🧬 BRYAN JOHNSON, EL HOMBRE QUE INVIRTIÓ MILLONES PARA VIVIR 500 AÑOS, RECIBE UN DIAGNÓSTICO QUE LE RECUERDA LOS LÍMITES DE LA CIENCIA

Bryan Johnson, el empresario tecnológico que convirtió su cuerpo en el experimento de longevidad más famoso del mundo, ha sorprendido a sus seguidores con una confesión inesperada: «He estado pensando las cosas y me pregunto si he llevado todo este asunto de la longevidad demasiado lejos». La declaración, publicada en su cuenta de X, llegó días después de que recibiera el diagnóstico de gastritis autoinmune, una enfermedad crónica sin cura en la que el sistema inmunitario destruye las células del revestimiento del estómago. Durante años, Johnson invirtió más de 2 millones de dólares anuales en su Proyecto Blueprint, un programa diseñado para revertir el envejecimiento mediante una disciplina extrema que incluía más de cien suplementos, 2,250 calorías diarias en una dieta vegana estricta, análisis constantes de cientos de biomarcadores y tratamientos experimentales como cámaras hiperbáricas y transfusiones de plasma. Sin embargo, ni todo ese despliegue tecnológico pudo detectar una enfermedad que pasó inadvertida durante más de una década.

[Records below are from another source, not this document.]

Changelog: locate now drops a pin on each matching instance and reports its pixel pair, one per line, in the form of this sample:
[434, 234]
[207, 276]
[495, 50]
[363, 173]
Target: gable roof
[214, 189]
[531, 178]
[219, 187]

🔬 Once años de datos no fueron suficientes para detectar una enfermedad autoinmune que se ocultó tras sus propias prácticas de salud

El diagnóstico llegó después de que Johnson presentara niveles persistentemente bajos de ferritina durante 11 años, la proteína encargada de almacenar hierro en el organismo. Una colonoscopia y una endoscopia con cinco biopsias revelaron «signos claros de gastritis autoinmune temprana» y atrofia en el revestimiento del estómago. Paradójicamente, sus propias prácticas de salud —entrenamiento de alta intensidad, saunas y cámaras hiperbáricas— elevaron la demanda de hierro en su cuerpo, enmascarando el problema de base. «El bajo almacenamiento de hierro se normaliza y rara vez se investiga cuando la anemia todavía no ha aparecido. Ese punto ciego fue lo que ocultó el mío durante una década», explicó el empresario, quien ahora recibe infusiones intravenosas de hierro y busca «enfoques experimentales» ante la falta de tratamientos curativos. El diagnóstico también le permitió conectar tres problemas que hasta entonces se analizaban por separado: la deficiencia de hierro, la gastritis autoinmune y una enfermedad tiroidea autoinmune que ya padecía.

💉 De transfusiones de plasma a células madre: el lado más extremo del biohacking

Johnson, que vendió su empresa Braintree por 800 millones de dólares en 2013, se convirtió en el rostro del movimiento Don’t Die con un protocolo diario que incluía despertar a las 5:00 a.m., mantener su dormitorio a una temperatura fija de entre 15 °C y 19 °C, y vestir ropa con certificación UPF 80 para bloquear el 98,75% de los rayos UV. Sus experimentos más polémicos incluyeron transfusiones de plasma de su propio hijo adolescente y la reprogramación de sus células sanguíneas en células madre pluripotentes inducidas (iPSC) para cultivar órganos de reemplazo. En julio de 2026, anunció que había creado una versión «recién nacida» de sí mismo en una placa de Petri, con el objetivo de convertirse en su propio donante de sangre y probar terapias personalizadas. A pesar de este colosal despliegue, su reciente diagnóstico le ha devuelto a la realidad: como han advertido publicaciones como la revista Nature, la gran mayoría de las terapias de longevidad promovidas por el sector tecnológico carecen de ensayos clínicos sólidos en humanos.

🤔 La lección de Johnson: el equilibrio importa más que vivir para siempre

Aunque Johnson no ha abandonado su proyecto, su reflexión ha abierto un debate sobre los límites de la medicina preventiva y el biohacking. Su caso evidencia que, por más sofisticadas que sean las herramientas disponibles, la ciencia todavía no puede explicar ni controlar por completo todos los procesos del cuerpo humano. Las enfermedades autoinmunes, en particular, pueden desarrollarse durante años antes de manifestarse con claridad, lo que hace que su diagnóstico represente un desafío incluso para los sistemas de vigilancia médica más avanzados. El empresario, que hasta hace poco sostenía que las personas podrían llegar a vivir 500 años y declaraba su meta de «hacer pasar la fuente de la juventud del mito a la realidad para no morir nunca», ahora reconoce que quizá fue demasiado lejos. La historia de Johnson deja una conclusión que trasciende el mundo del biohacking: quizá el mayor desafío no sea prolongar la vida indefinidamente, sino encontrar el equilibrio entre cuidar la salud y disfrutar el tiempo que ya se tiene.